Amel’s stall was on the east side of Konyo Konyo Market. Nyakuoth’s was west. Amel swore Nyakuoth stole her sugar clients in 2014. Nyakuoth swore Amel told soldiers her tea was weak in 2016. They hadn’t spoken since, except to hiss “Your fire’s too smoky” across the aisle.

Then came the floods of April 2026. Rain like God had kicked a bucket. The streets became rivers. Stalls washed away. Police shouted, “Move to higher ground!”

Amel grabbed her gas cylinder and thermos. Nyakuoth grabbed her charcoal stove and cups. Both ran to the same concrete slab — the only dry spot left. They stood back-to-back, nonchalant, pretending the other didn’t exist.

Night fell. Cold. Hungry. No one coming.

Amel’s gas ran out. Her tea went cold.
Nyakuoth had fire, but no tea leaves left. Her cups sat empty.

Amel coughed. “Your fire still burning?”
Nyakuoth didn’t look. “Maybe.”
Beat of silence. Then Amel: “I have leaves. No heat.”

Nyakuoth snorted. “I have heat. No leaves.”

Another hour. The water kept rising.

Finally, Nyakuoth sighed, dangerously pursuing a change she never thought she’d make. She slid her stove forward. “Fine. But you stir. I don’t trust your ratios.”

Amel poured her leaves. Nyakuoth fed the fire. They brewed one kettle between them. Sold cups to shivering cops and stranded traders for 2000 SSP each. By morning, they’d made 400,000 SSP and saved three kids from hypothermia with hot tea.

Today there’s one stall in Konyo Konyo with a painted sign: “Amel & Nyakuoth, Two Fires, One Kettle”.
They still bicker. “You use too much ginger.” “You scorch the milk.”
But when new traders ask how they survived the flood, they just shrug, nonchalant, and say: “Storm comes, you share the kettle. That’s Juba law.”

30/04/2026

Dinka Folktale: Nyankiir and the Hyena Chief

Long ago, when the Nile was still learning its path, there lived a girl named Nyankiir “Little Moon.” Her village loved her because she listened more than she spoke, and her eyes caught things others missed.

One dry season, Aguer the Hyena Chief came laughing into the village. “Your cattle or your children,” he snarled. “Choose by sunset.”

The elders trembled. They’d fought lions, weathered storms, but Hyena Chiefs don’t fight fair, they fight with tricks.
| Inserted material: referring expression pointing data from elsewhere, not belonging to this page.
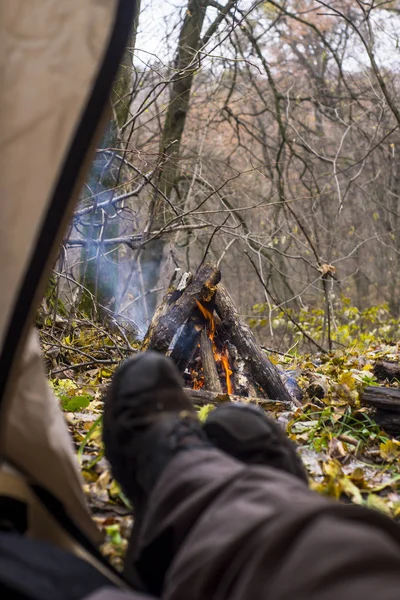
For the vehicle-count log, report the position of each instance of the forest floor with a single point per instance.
(347, 455)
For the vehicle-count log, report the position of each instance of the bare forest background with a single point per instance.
(262, 136)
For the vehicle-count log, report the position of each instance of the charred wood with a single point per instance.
(211, 378)
(176, 287)
(260, 367)
(201, 288)
(382, 398)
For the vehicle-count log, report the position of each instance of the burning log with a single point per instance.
(262, 370)
(211, 377)
(201, 288)
(220, 361)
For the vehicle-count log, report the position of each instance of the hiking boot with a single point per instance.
(147, 419)
(246, 433)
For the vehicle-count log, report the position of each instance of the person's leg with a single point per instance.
(213, 527)
(220, 530)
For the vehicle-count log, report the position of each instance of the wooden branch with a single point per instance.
(201, 288)
(211, 378)
(381, 397)
(185, 346)
(260, 367)
(389, 421)
(176, 286)
(202, 397)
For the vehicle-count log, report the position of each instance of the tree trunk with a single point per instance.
(185, 66)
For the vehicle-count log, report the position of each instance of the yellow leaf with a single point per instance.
(351, 490)
(347, 379)
(114, 488)
(378, 503)
(390, 450)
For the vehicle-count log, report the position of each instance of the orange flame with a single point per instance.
(228, 372)
(208, 316)
(224, 357)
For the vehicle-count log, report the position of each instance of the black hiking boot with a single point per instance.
(147, 420)
(246, 433)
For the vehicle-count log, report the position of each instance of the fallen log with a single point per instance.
(203, 397)
(177, 285)
(211, 378)
(382, 398)
(389, 421)
(260, 367)
(387, 370)
(201, 288)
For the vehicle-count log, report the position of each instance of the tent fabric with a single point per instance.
(58, 60)
(37, 440)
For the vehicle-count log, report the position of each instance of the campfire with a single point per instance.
(199, 327)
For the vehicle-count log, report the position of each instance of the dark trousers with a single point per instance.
(216, 529)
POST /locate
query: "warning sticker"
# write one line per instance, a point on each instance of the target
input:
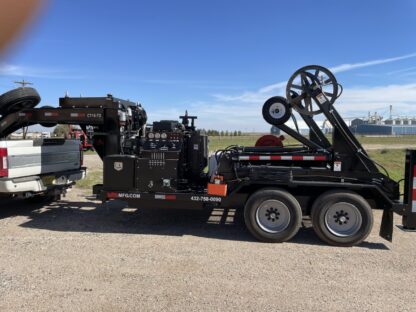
(337, 166)
(321, 98)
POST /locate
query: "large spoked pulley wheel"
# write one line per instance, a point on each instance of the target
(276, 110)
(18, 99)
(314, 85)
(342, 218)
(272, 215)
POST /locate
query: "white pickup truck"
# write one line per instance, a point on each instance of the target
(39, 168)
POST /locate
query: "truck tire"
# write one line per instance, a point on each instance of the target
(341, 218)
(272, 215)
(18, 99)
(276, 110)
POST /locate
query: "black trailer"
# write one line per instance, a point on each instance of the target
(332, 181)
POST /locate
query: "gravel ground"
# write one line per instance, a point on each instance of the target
(75, 255)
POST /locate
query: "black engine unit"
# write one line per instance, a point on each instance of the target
(171, 157)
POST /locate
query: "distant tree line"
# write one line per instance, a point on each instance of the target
(211, 132)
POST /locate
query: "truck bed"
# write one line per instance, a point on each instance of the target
(38, 166)
(41, 156)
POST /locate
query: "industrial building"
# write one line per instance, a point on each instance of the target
(375, 125)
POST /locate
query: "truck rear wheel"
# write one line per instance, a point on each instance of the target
(272, 215)
(18, 99)
(342, 218)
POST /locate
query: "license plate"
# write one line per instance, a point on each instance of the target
(48, 180)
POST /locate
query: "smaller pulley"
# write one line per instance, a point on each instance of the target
(313, 85)
(270, 140)
(276, 110)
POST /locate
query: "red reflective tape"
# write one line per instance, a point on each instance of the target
(51, 114)
(285, 157)
(112, 195)
(4, 171)
(322, 157)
Nyankiir stepped forward, nonchalant as if she was just fetching water. “Chief Aguer, I challenge you. Three riddles. If you answer, take all our cattle. If you fail, you leave and never return.”

Hyena laughed so hard his spots shook. “Ask, Little Moon.”

Riddle 1: “What walks on four legs at dawn, two at noon, and three at dusk, but is hungriest when it has the most legs?”
Aguer smirked. “Man. Easy. Now give me cattle.”
Nyankiir shook her head. “No. A baby drinking milk. Hungriest at dawn, with four limbs crawling. You answered like a man, not a hyena.”

Riddle 2: “I am taken from a mine, shut in a wooden case, never released, yet I am used by almost every man. What am I?”
Aguer paced. “Gold?”
“Pencil lead,” Nyankiir said. “You think of wealth, not work.”

The sun touched the horizon. One riddle left. Aguer’s eyes glowed. “Last one, girl.”

Nyankiir ground sesame into paste, slowly. “What is stronger than a spear, heavier than a bull, but a kind word can lift it?”

Aguer howled, circled, guessed till his voice broke. “I… don’t know!”

Nyankiir smiled. “A grudge, Chief. And you’ve carried one against us for years.”

By law of the wild, Aguer had to leave. But before he went, he asked, “Why the sesame?”
“Because,” she said, “when you’re scared, doing something with your hands calms the heart. You should try it.”

To this day, elders say: A calm mind and clever tongue can weather any storm, even one with teeth.